Güncelleme Tarihi:
Bir toprağın verimli olması belli başlı şartlar gerekir. Topraktaki canlı sayısı düşük seviyelerde ise o toprak verimsiz olur. Canlı sayısı arttıkça topraktaki organik madde sayısı da artar. Bu da çok daha fazla sayıdaki ürünün çok daha doğal bir şekilde yetiştirilmesini sağlar.
Toprağın Önemi
Doğal çevremizi oluşturan temel yapı taşlarından biri topraktır. Tarlalar, bağlar ve bahçeler toprak verimine bağlı olarak mahsul verir. Tarlalardan elde edilen ürünler insanların temel besin kaynaklarını oluşturur. Bu kaynakların büyük kısmı tamamen organiktir. Organik gıdalar hem çocukların hem de yetişkinlerin çok daha sağlıklı bir şekilde beslenmesini sağlar. Aynı zamanda toprakta binlerce çeşit böcek yaşamaktadır. Günümüzde birçok böcek türünün neslinin tükenmesi ekolojik dengenin bozulmasına neden olmuştur. Sadece toprakta değil toprağın altında da yaşayan canlılar mevcuttur. Bunların başında solucanlar ve köstebekler gelir. Dünya genelinde bazı yılan ve fare türleri de toprağın altında yaşamını sürdürür.
Yeryüzünde farklı özelliklere sahip birçok toprak çeşidi bulunur. Toprağın türüne göre ekim yapılır ve bitkiler yetiştirilir.

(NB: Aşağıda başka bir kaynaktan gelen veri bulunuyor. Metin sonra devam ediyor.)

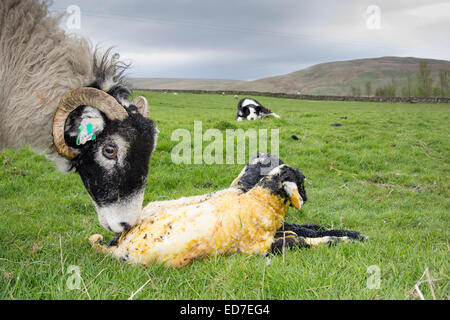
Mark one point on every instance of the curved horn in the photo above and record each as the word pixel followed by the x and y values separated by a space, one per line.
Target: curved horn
pixel 79 97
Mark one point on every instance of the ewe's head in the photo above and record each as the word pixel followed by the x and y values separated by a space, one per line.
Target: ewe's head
pixel 109 145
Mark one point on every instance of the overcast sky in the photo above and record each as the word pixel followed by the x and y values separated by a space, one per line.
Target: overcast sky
pixel 245 40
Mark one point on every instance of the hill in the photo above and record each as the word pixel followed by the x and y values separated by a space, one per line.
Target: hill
pixel 337 78
pixel 181 84
pixel 331 78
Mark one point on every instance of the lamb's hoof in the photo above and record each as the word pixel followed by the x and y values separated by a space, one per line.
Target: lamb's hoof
pixel 96 239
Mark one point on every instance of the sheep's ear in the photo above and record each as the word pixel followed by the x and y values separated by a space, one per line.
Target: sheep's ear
pixel 292 190
pixel 83 124
pixel 142 106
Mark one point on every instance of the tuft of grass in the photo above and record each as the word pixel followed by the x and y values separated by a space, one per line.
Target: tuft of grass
pixel 384 172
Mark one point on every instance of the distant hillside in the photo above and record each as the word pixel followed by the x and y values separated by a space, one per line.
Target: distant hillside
pixel 337 78
pixel 331 78
pixel 180 84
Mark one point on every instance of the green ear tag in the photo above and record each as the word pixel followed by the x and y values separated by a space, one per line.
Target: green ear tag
pixel 88 130
pixel 79 133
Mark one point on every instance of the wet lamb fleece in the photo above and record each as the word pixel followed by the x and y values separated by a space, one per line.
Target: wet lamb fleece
pixel 242 218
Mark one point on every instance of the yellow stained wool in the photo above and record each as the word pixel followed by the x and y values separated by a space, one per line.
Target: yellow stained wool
pixel 176 232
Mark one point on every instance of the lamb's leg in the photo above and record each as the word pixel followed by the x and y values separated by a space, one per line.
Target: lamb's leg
pixel 292 235
pixel 316 231
pixel 97 243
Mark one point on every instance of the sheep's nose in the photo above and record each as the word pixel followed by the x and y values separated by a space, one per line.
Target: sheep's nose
pixel 125 226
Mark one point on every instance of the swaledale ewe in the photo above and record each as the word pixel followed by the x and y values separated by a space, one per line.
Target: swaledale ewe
pixel 251 109
pixel 244 218
pixel 68 101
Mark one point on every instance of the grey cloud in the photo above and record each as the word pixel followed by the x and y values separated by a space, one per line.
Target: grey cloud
pixel 253 39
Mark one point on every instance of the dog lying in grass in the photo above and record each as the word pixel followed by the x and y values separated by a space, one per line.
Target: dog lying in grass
pixel 246 218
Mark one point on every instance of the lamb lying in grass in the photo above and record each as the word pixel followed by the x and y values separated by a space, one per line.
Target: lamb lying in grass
pixel 246 218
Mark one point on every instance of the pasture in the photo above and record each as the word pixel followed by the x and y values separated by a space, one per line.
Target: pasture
pixel 385 172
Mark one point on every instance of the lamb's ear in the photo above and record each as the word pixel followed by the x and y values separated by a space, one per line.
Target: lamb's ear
pixel 142 106
pixel 83 124
pixel 292 190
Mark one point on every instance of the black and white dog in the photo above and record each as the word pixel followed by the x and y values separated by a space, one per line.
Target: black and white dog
pixel 251 109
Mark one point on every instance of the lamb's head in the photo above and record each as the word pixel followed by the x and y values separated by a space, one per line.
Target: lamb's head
pixel 286 182
pixel 109 145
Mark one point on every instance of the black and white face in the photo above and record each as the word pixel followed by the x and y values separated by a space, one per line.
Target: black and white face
pixel 114 165
pixel 249 109
pixel 284 180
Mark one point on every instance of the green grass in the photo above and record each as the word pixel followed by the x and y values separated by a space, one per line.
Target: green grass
pixel 385 173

1- Toprak Türleri ve Yetiştirilen Bitkiler:
1.A. Torf Toprağı:
Yeryüzündeki en verimli toprak türlerinin başında torf toprağı geliyor. Mineral seviyesi oldukça yüksek olan bu toprak türünde her çeşit bitki yetiştirmek mümkündür. Çilek gibi sadece yüksek minerale ihtiyaç duyan meyveler de torf topraklarında rahatlıkla yetiştirilebilir. Hava alma ve su tutma kapasitesi de yüksek olan bu topraklar haşere taşımaz. Bu sayede tarımsal ürünler çok daha sağlıklı ve sorunsuz bir şekilde yetiştirilebilir.
1.B. Killi Toprak:
Kayısı, armut ve şeftali gibi meyvelerin yetiştirildiği killi topraklarının hava almaları çok zordur. Ülkemizdeki en yaygın toprak türlerinden biri olan killi topraklarda taze fasulye ve bakla gibi sebzeler de yetiştirilebilir.
1.C. Kumlu Toprak:
Kum miktarı kilden daha fazla olduğu için bu ismi almıştır. Havuç, pancar ve kuru fasulye gibi bitkilerin yetiştirilmesi için kumlu topraklar oldukça uygundur.

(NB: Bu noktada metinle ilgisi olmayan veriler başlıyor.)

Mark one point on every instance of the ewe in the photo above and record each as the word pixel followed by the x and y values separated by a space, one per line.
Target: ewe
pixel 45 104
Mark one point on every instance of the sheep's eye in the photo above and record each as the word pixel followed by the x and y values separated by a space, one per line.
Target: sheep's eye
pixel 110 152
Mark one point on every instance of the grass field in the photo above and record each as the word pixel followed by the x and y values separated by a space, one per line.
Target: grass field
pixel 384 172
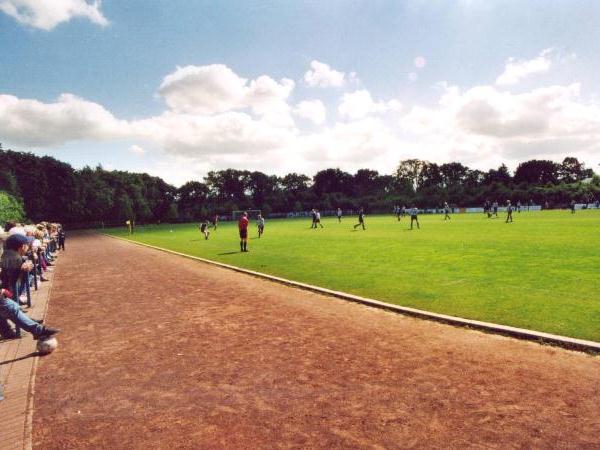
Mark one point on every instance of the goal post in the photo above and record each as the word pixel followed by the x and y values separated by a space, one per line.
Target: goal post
pixel 252 213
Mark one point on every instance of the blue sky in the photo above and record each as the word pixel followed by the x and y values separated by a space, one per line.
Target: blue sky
pixel 178 88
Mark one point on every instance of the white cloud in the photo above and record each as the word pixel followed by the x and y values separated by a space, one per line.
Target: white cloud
pixel 313 110
pixel 484 126
pixel 420 62
pixel 359 104
pixel 137 150
pixel 247 124
pixel 33 123
pixel 196 136
pixel 515 71
pixel 46 14
pixel 321 75
pixel 216 89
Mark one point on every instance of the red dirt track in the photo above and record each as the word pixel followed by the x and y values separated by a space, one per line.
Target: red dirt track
pixel 158 351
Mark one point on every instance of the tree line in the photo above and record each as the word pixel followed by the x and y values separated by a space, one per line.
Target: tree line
pixel 49 189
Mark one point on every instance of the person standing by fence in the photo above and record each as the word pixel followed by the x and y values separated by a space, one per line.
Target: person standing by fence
pixel 62 236
pixel 243 229
pixel 361 219
pixel 414 217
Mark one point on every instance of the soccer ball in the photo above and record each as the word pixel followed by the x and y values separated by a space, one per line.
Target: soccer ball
pixel 46 346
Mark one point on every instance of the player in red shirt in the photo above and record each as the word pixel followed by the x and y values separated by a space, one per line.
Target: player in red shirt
pixel 243 227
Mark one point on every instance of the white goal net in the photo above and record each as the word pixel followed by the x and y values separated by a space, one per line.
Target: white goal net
pixel 252 213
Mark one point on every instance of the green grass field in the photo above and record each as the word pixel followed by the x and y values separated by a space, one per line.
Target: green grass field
pixel 541 272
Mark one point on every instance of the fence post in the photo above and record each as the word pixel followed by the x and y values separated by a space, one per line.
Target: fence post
pixel 35 269
pixel 27 288
pixel 16 299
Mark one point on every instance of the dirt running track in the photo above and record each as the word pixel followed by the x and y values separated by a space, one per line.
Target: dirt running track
pixel 163 352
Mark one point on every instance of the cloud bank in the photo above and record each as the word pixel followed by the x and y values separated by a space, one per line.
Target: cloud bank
pixel 47 14
pixel 215 118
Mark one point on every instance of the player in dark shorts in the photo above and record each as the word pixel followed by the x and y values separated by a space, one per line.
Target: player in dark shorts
pixel 508 212
pixel 446 211
pixel 361 219
pixel 204 228
pixel 318 220
pixel 260 224
pixel 243 228
pixel 414 217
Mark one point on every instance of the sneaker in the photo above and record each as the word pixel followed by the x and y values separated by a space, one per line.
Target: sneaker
pixel 46 332
pixel 7 336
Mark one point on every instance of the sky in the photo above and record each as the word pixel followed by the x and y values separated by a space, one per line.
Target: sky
pixel 177 88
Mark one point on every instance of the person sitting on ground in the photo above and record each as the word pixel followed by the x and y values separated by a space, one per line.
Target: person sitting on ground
pixel 12 264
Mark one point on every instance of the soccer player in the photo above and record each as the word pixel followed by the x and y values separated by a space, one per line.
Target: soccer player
pixel 313 214
pixel 508 211
pixel 243 228
pixel 204 228
pixel 361 219
pixel 318 220
pixel 446 211
pixel 260 224
pixel 414 217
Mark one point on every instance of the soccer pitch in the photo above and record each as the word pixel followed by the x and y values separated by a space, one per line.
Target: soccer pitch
pixel 540 272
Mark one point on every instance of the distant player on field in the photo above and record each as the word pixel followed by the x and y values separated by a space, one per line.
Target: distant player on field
pixel 361 219
pixel 508 211
pixel 243 228
pixel 318 220
pixel 260 224
pixel 446 211
pixel 204 228
pixel 414 217
pixel 313 214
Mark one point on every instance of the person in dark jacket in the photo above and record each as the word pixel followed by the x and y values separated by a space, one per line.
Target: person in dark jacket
pixel 12 266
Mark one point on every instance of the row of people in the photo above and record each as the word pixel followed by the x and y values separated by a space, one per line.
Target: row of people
pixel 28 253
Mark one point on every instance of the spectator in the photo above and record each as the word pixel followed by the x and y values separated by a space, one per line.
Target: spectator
pixel 12 266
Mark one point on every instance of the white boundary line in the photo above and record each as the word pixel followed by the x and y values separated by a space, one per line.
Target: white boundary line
pixel 520 333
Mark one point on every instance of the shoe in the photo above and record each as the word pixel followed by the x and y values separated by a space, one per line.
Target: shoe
pixel 8 336
pixel 46 332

Farklı bitki köklerinin dikildiği farklı toprak türleri de vardır. Bunlar sırasıyla taşlı, tınlı komposto ve humuslu topraklardır.
2- Toprağı ve Çevreyi Koruyalım:
Çevreyi korumak aynı zamanda toprağı korumak demektir. Doğal çevremiz toprak ve toprağın üstündeki canlılardan oluşur. Fabrikalar ve üretim tesisleri yasalara uymalı ve atıkları direkt toprağa bırakmak yerine filtre sistemleri kullanmalıdır. Doğrudan toprağa bırakılan kimyasal atıklar hem toprağın hem de üzerindeki canlıların ölmesine neden olur. Tüm insanlara düşen sorumluluklardan biri ağaçlandırma yapmak geliyor. Yaşam alanımıza ağaç fidesi dikerek toprakların çok daha verimli olmasını sağlayabiliriz. Çünkü ağaç sayısının fazla olduğu alanlarda canlılık sayısı artar. Canlılar ise topraktaki organik madde sayısını arttırır.
Pil ve plastik şişe gibi atıkları sadece geri dönüşüm kutularına bırakmalıyız. Bu tür atıklar doğada onlarca yıl boyunca kaybolmaz. Ayrıca pilin içindeki kimyasal maddeler böcek türlerini yok eder ve bitkilerde çeşitli hastalıklara yol açar. Çevreye karşı duyarlı olduğumuz takdirde hem kendi adımıza hem de gelecek nesiller adına önemli kazanımlar elde ederiz. Toprağın işlenebilmesi ve tarımsal faaliyetlerin devam etmesi için çarpık kentleşme sorununa da çözüm getirmeliyiz. Kentleşmenin yoğun olduğu bölgelerde hava kirliliği yüksek seviyelerdedir. Bunun en büyük nedeni yeşil alanların azlığıdır. Ağaçlar için daha fazla yer ayırarak çevre sorunlarının azalmasına katkı sağlayabiliriz.